Cerebral cavernous malformation (CCM) prognosis varies widely depending on factors such as lesion size, location, prior hemorrhage, genetic predisposition, and associated symptoms.

- Many CCMs remain asymptomatic and are discovered incidentally. In these cases, the long-term prognosis is generally favorable.

- Symptomatic CCMs (those presenting with seizures, focal neurological deficits, or hemorrhage) have a more variable prognosis depending on lesion behavior.

- The annual risk of hemorrhage for sporadic CCMs is around 0.5–1% per lesion per year.

- If a CCM has previously hemorrhaged, the risk increases significantly to 4–5% per year in the first few years post-hemorrhage.

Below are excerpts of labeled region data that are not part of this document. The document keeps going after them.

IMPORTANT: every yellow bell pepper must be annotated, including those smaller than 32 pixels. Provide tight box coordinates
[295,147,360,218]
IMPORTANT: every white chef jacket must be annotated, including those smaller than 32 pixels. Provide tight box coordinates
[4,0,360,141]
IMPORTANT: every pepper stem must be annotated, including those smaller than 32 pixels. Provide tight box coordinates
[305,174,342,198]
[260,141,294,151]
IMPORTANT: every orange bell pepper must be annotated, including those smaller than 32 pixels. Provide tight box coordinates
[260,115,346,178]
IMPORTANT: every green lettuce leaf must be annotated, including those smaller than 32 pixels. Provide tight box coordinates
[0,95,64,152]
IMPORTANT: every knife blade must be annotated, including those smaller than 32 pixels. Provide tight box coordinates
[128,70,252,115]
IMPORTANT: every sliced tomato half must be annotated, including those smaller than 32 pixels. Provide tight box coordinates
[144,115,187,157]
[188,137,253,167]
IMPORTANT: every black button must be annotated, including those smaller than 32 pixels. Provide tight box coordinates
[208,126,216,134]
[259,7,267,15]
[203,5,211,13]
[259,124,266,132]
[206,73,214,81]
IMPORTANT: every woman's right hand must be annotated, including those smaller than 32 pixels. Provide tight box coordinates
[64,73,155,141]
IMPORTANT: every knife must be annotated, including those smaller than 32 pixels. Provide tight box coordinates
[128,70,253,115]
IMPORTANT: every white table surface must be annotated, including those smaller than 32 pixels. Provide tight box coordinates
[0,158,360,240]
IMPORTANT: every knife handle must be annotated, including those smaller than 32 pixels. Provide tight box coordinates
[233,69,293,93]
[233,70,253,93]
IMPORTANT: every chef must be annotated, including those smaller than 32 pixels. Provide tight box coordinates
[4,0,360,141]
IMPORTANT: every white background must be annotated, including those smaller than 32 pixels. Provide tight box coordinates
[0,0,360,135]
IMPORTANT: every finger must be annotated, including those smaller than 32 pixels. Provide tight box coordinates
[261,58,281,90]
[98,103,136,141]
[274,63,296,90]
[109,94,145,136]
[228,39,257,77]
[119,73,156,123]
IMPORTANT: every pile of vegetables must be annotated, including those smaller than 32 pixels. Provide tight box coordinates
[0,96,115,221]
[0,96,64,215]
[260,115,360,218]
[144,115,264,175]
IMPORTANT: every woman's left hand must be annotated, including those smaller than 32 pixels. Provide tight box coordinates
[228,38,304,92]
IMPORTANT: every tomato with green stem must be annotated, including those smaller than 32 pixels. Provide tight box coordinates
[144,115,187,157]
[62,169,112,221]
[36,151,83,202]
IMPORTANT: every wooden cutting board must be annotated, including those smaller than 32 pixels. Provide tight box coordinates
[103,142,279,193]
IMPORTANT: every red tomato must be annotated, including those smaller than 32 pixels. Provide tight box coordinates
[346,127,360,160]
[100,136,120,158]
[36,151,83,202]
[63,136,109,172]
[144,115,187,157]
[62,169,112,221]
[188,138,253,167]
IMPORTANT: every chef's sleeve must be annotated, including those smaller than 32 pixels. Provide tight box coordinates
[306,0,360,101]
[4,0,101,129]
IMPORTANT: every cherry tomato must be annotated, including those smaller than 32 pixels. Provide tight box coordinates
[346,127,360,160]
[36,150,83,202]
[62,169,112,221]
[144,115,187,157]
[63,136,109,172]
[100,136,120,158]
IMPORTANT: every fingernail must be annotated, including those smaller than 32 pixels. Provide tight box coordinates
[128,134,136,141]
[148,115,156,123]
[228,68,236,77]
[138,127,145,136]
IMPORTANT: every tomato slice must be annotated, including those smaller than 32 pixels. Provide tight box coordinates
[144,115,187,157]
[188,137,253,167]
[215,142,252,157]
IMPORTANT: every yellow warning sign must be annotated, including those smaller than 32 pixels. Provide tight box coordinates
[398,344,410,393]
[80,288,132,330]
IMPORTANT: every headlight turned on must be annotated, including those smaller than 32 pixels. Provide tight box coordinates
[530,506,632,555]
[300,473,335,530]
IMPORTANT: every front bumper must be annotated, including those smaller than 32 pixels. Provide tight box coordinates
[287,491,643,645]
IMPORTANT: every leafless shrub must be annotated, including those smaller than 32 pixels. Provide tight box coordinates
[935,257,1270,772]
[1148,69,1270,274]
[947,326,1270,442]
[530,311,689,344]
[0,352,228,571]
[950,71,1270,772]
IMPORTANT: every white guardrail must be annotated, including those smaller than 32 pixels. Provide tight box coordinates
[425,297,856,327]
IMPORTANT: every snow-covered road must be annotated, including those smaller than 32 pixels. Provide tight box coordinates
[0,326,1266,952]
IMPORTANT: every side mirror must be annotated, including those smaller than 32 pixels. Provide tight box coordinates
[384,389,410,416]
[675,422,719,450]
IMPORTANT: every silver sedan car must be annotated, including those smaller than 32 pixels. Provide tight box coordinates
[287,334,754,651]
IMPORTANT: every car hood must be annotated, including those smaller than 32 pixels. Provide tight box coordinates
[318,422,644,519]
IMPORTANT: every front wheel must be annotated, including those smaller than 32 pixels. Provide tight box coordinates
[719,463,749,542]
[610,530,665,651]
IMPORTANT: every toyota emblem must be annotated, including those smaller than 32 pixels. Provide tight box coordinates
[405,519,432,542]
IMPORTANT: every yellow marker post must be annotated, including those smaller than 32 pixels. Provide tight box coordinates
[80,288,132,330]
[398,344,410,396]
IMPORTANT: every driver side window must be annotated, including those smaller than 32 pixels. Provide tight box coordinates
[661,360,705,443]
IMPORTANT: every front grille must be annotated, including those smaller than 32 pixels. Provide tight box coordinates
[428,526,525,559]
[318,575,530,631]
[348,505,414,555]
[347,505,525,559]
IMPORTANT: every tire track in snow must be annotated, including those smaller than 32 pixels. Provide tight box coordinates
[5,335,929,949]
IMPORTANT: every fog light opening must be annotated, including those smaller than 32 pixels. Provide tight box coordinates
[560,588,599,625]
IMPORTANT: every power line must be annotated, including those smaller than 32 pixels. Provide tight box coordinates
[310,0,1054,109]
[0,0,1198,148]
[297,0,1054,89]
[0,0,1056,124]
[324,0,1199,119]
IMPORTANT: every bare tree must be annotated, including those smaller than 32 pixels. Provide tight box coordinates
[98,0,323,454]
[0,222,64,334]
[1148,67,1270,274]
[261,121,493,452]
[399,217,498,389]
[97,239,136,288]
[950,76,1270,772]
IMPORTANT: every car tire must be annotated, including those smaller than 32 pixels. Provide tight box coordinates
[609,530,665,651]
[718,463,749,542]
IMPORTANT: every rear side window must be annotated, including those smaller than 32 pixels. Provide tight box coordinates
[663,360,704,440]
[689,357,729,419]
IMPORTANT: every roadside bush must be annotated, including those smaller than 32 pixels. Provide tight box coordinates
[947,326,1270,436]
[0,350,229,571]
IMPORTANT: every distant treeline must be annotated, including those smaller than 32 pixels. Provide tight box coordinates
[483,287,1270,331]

- Familial CCMs (associated with mutations in genes like CCM1, CCM2, and CCM3) have a higher tendency for multiple lesions and recurrent hemorrhages.

- CCMs located in eloquent brain areas (brainstem, thalamus, spinal cord) pose a greater risk for permanent neurological deficits, especially if hemorrhages recur. - Lesions in the supratentorial region (cortex, subcortical white matter) are more likely to cause seizures, which can often be controlled with medication.

### Seizures - Seizures are a common symptom of CCMs, particularly in cortical locations. - About 30–40% of patients with CCMs develop seizures, and surgical resection can significantly improve seizure control in drug-resistant cases.

- Surgical removal is often curative for accessible, symptomatic lesions, particularly if causing recurrent hemorrhage or medically refractory seizures.

- For deep-seated lesions (brainstem, thalamus), surgery carries a higher risk of morbidity, so observation or stereotactic radiosurgery may be preferred.

- Asymptomatic patients with stable lesions often have a normal life expectancy.

- Patients with recurrent hemorrhage or progressive neurological deficits may have a more guarded prognosis.

- Familial CCM cases tend to have multiple lesions and a higher risk of complications over time.

Ren et al. analyzed 290 surgical specimens from symptomatic CCM patients, utilizing whole-exome sequencing, droplet digital PCR, and targeted panel sequencing, alongside immunohistology to examine genotypic and phenotypic differences. Among 290 cases, 201 had somatic MAP3K3, PIK3CA, or germline CCM mutations, each associated with distinct clinical parameters: hemorrhage risk (P < 0.001), lesion size (P = 0.019), non-hemorrhagic epilepsy (P < 0.001), Zabramski classifications (P < 0.001), developmental venous anomaly presence (P < 0.001), and MRI-detected edema (P < 0.001). PIK3CA gene mutations showed a higher hemorrhage risk than MAP3K3 and combined MAP3K3 & PIK3CA mutations (P < 0.001). Within PIK3CA mutations, the p.H1047R variant correlated with higher bleeding risk than p.E545K (P = 0.007). For non-hemorrhagic epilepsy, patients with single MAP3K3 mutations or combined MAP3K3 & PIK3CA mutations were at greater risk than those with PIK3CA mutations alone. Histopathologically, lesions with PIK3CA mutations displayed cyst walls, pS6-positive dilated capillaries, and fresh blood cells, while MAP3K3 and double mutation lesions exhibited classic CCM pathology with SMA-positive and KLF4-positive vessels, collagen, and calcification. PIK3CA lesions had fewer KLF4-positive cells than double mutations lesions (P < 0.001), and EndMT (SMA-positive) cells compared to double mutation lesions (P < 0.05) and MAP3K3 mutations (P < 0.001), with more pS6 compared to MAP3K3 mutations (P < 0.05). This study underscores the diverse clinical, genomic, and histopathological characteristics in CCMs, suggesting potential predictive markers based on mutation subtypes and MRI features ¹⁾.

Ren et al. present a compelling study linking genotypic variations in cerebral cavernous malformations to clinical, histopathological, and imaging features. The study provides valuable predictive markers for hemorrhage risk and epilepsy but would benefit from functional validation and broader cohort inclusion. Future studies should investigate the therapeutic potential of targeting the PI3K and MAP3K3 pathways in CCMs, integrating longitudinal patient data to refine risk assessment and treatment strategies.